I'm attempting to refactor what is becoming a very large method -- currently 350 or so lines -- that contains a high degree of cyclomatic complexity.
I understand and ascribe to the theories that methods should be short and that concerns should be separated, and I've been reading over things like this and this among others. I'm struggling to refactor my method, though, for a couple of reasons. To help illustrate these, first here is a simplified example of what the method looks like before refactoring:
private static void ProcessMessage(Message toProcess)
{
var processingIssues = new StringBuilder();
var transformedAttachments = new List<TransformedAttachmentData>();
foreach (var attach in toProcess.Attachments)
{
//in reality there is quite a bit of nested logic here,
//but I'll represent it as a single if-else block.
if (true)
{
//in reality, a third-party library is used in multiple
//levels of this logic hierarchy to produce the transformed data.
transformedAttachments.Add(new TransformedAttachmentData(attach));
}
else
{
processingIssues.AppendLine(
string.Format(@"Issue ""{0}"" occurred with " +
@"attachment ""{1}"".", "blah blah problem", attach.Name));
}
}
/*
* do something else complex here with
* processingIssues and validResults
*/
}
First, the very cyclomatic complexity which is concerning to me is born of a complicated set of business rules that need to be applied which together sum up to a couple shared sets of data (represented here as processingIssues
and transformedAttachments
). Basically what this means to me is that not only should I break the foreach
out into its own method, but I should also further consider breaking the logic tree contained within it into additional methods in the interest of keeping my methods "short". In other words, it would seem as though it's not enough just to break my current method into its two obvious outer-most parts: "pre-processing" and "post-processing" of the attachments, if you will. How far do I need to go with this given that I am dealing with a complicated logic tree with concerns that are not so "separate" from one another. In other words, if "separation of concerns" is one reason to refactor to smaller methods, but so is "cyclomatic complexity" -- both of which seem to be orthogonal concepts -- which is the "right" reason to refactor, and how should I do it in the latter case?

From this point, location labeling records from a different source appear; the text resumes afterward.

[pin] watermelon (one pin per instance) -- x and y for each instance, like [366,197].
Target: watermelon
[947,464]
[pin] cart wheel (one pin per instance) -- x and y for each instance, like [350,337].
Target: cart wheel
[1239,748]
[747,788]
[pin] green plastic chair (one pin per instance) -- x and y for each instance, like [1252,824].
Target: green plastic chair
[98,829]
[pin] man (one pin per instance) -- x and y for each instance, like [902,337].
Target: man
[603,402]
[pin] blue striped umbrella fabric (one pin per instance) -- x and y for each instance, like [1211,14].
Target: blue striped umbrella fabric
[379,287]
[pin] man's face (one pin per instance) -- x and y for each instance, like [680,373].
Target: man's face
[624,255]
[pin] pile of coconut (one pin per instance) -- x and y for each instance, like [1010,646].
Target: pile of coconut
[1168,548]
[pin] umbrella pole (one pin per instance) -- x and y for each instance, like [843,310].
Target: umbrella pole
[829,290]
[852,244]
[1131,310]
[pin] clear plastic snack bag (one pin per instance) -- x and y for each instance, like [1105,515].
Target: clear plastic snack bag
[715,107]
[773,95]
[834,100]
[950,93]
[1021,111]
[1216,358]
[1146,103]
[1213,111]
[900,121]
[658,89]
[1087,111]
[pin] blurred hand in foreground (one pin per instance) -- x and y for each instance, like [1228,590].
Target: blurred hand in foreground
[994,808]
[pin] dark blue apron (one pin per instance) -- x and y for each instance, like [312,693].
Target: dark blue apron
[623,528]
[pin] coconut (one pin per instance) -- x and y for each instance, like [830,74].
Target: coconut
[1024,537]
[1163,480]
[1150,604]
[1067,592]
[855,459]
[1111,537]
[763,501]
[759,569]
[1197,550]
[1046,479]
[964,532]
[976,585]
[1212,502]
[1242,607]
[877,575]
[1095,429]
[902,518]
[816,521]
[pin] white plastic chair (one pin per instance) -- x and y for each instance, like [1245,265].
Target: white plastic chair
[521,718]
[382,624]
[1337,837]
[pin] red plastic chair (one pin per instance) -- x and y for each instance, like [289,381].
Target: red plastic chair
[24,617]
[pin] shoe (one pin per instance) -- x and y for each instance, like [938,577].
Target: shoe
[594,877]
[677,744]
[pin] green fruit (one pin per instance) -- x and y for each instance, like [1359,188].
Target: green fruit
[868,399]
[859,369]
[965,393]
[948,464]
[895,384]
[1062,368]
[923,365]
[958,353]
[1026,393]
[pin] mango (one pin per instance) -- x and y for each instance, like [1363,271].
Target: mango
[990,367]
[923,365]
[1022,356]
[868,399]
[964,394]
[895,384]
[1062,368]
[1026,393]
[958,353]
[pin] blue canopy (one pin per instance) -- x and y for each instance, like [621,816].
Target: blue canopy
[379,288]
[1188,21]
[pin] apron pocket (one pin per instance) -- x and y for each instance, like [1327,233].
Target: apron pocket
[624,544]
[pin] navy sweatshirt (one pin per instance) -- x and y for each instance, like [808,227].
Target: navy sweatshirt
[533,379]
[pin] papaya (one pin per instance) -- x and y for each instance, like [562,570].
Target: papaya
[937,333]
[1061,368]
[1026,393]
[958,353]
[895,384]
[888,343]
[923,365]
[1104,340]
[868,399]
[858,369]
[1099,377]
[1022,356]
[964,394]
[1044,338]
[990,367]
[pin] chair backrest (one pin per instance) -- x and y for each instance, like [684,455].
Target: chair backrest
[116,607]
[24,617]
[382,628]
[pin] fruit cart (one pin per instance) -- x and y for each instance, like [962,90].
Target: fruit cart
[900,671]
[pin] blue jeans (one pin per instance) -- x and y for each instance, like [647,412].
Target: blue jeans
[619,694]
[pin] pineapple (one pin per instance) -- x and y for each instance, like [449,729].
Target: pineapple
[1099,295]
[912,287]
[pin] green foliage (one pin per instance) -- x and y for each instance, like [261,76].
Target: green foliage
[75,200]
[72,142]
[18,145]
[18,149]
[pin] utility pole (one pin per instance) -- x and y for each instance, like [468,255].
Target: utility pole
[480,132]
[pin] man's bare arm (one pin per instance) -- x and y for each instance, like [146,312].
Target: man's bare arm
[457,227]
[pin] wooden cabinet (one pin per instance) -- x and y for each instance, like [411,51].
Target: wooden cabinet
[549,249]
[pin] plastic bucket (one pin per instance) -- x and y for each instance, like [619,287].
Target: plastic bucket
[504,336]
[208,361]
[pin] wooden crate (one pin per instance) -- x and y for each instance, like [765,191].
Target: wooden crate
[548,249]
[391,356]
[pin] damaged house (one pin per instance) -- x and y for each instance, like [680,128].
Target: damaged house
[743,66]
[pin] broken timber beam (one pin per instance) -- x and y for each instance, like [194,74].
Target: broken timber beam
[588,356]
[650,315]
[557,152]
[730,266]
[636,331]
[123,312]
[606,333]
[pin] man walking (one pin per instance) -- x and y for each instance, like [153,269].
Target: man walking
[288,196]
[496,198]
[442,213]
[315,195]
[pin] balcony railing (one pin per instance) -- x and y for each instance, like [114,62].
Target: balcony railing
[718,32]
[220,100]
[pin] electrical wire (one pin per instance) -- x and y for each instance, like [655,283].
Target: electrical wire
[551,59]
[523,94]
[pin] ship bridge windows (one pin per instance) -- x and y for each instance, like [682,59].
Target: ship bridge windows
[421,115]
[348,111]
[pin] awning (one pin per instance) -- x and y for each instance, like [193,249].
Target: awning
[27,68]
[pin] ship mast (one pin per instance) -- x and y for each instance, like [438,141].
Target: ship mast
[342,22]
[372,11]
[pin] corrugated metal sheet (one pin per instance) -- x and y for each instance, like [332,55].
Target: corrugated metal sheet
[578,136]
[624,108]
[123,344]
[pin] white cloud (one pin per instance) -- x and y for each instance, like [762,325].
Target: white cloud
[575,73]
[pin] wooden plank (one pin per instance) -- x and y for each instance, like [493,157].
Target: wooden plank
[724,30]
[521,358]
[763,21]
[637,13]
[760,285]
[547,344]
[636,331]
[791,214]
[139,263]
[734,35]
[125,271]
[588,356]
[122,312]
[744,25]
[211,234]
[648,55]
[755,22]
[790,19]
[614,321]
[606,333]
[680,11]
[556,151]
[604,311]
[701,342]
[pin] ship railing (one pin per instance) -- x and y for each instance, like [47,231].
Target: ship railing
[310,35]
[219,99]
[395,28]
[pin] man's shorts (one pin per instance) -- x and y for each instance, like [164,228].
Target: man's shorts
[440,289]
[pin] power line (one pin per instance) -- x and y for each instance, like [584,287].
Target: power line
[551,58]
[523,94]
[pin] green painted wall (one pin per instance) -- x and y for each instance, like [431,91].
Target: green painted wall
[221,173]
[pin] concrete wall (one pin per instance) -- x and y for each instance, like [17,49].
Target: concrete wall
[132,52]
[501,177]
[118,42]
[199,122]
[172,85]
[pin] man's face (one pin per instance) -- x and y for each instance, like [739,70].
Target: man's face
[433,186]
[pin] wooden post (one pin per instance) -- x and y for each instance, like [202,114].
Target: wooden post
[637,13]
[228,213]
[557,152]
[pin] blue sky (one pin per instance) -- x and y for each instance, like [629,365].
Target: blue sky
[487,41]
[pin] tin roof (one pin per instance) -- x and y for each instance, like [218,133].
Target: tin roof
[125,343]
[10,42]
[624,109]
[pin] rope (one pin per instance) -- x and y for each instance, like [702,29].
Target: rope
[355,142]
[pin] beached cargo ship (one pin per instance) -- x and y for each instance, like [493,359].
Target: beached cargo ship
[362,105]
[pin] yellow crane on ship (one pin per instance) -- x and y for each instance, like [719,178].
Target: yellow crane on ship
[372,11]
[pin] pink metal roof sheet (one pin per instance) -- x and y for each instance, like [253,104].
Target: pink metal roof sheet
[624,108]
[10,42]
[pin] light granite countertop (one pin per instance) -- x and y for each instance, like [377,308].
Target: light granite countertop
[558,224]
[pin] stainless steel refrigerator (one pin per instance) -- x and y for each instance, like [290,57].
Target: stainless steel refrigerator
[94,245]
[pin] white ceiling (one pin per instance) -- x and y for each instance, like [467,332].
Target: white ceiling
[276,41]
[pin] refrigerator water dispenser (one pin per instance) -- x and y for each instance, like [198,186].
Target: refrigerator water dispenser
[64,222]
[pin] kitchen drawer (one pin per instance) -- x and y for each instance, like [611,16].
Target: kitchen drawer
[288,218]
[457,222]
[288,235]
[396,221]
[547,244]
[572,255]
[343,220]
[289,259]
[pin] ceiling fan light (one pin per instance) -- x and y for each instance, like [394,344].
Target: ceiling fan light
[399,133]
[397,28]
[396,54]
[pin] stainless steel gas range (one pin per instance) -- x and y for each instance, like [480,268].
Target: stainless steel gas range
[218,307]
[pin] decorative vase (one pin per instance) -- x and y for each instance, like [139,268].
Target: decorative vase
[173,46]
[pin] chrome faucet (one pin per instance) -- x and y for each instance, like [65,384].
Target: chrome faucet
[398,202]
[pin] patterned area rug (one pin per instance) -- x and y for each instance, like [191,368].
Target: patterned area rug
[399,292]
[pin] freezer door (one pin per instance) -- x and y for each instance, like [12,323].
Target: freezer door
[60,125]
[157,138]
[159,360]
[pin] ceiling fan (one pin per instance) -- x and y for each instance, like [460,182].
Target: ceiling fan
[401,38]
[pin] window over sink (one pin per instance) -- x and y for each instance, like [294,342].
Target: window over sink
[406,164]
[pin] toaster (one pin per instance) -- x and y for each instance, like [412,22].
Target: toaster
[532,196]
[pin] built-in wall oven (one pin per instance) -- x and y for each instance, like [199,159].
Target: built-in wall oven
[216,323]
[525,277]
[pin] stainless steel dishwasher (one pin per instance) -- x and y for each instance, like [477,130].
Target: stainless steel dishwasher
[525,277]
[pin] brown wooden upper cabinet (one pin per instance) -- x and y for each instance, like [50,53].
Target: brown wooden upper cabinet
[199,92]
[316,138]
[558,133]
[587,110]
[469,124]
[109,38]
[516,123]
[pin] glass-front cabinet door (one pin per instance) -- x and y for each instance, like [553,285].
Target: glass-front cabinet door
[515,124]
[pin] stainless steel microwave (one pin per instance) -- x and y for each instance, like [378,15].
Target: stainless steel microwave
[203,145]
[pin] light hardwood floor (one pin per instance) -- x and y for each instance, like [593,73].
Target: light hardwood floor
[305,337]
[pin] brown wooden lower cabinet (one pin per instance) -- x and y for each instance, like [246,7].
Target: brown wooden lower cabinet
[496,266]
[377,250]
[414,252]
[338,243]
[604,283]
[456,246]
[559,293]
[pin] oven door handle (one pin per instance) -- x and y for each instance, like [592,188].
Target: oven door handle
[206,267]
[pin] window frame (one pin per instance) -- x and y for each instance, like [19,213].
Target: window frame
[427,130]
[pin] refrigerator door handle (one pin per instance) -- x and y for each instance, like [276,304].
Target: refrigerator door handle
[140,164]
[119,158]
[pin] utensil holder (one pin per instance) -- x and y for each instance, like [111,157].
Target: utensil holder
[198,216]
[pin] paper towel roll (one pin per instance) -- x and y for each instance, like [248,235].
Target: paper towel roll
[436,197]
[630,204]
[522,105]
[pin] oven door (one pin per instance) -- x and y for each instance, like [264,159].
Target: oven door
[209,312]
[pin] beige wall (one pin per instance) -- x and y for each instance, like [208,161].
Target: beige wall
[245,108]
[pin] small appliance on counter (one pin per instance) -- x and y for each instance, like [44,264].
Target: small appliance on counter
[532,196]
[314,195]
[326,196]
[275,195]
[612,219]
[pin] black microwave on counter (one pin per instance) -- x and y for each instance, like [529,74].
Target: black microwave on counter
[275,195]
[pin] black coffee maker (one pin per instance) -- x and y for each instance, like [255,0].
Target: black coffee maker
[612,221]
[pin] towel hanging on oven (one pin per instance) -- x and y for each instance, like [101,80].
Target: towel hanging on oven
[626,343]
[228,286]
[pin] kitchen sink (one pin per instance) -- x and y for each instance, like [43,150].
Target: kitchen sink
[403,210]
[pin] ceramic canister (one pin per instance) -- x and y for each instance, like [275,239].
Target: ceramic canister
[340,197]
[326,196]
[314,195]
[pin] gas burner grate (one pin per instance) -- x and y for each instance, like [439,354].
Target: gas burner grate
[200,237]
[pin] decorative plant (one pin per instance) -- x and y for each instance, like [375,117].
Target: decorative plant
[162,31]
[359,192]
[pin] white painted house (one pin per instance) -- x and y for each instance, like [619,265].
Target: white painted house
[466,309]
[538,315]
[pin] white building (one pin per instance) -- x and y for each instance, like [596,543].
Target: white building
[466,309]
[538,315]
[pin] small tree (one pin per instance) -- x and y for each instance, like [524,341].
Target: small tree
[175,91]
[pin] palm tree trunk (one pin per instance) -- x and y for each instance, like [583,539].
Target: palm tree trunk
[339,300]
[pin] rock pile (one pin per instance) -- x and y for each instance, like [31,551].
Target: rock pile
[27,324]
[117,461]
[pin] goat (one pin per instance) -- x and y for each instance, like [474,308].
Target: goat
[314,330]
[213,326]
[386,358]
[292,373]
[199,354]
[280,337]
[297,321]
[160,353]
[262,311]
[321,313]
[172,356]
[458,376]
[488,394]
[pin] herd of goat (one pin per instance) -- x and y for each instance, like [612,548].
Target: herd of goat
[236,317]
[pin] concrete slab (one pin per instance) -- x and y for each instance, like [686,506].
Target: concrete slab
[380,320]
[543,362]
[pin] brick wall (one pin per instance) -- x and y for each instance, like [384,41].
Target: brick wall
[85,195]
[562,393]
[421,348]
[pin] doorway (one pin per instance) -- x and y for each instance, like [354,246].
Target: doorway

Second, in order to separate out some of the concerns to separate methods, those separate methods will have to return multiple variables (again, processingIssues
and transformedAttachments
), both of which are only needed within the separate methods themselves, so I'm faced with the choice: use output parameters, or create a small class to wrap the return values. Which is better?
Any guidance on this topic and my specific hang-ups would be much appreciated.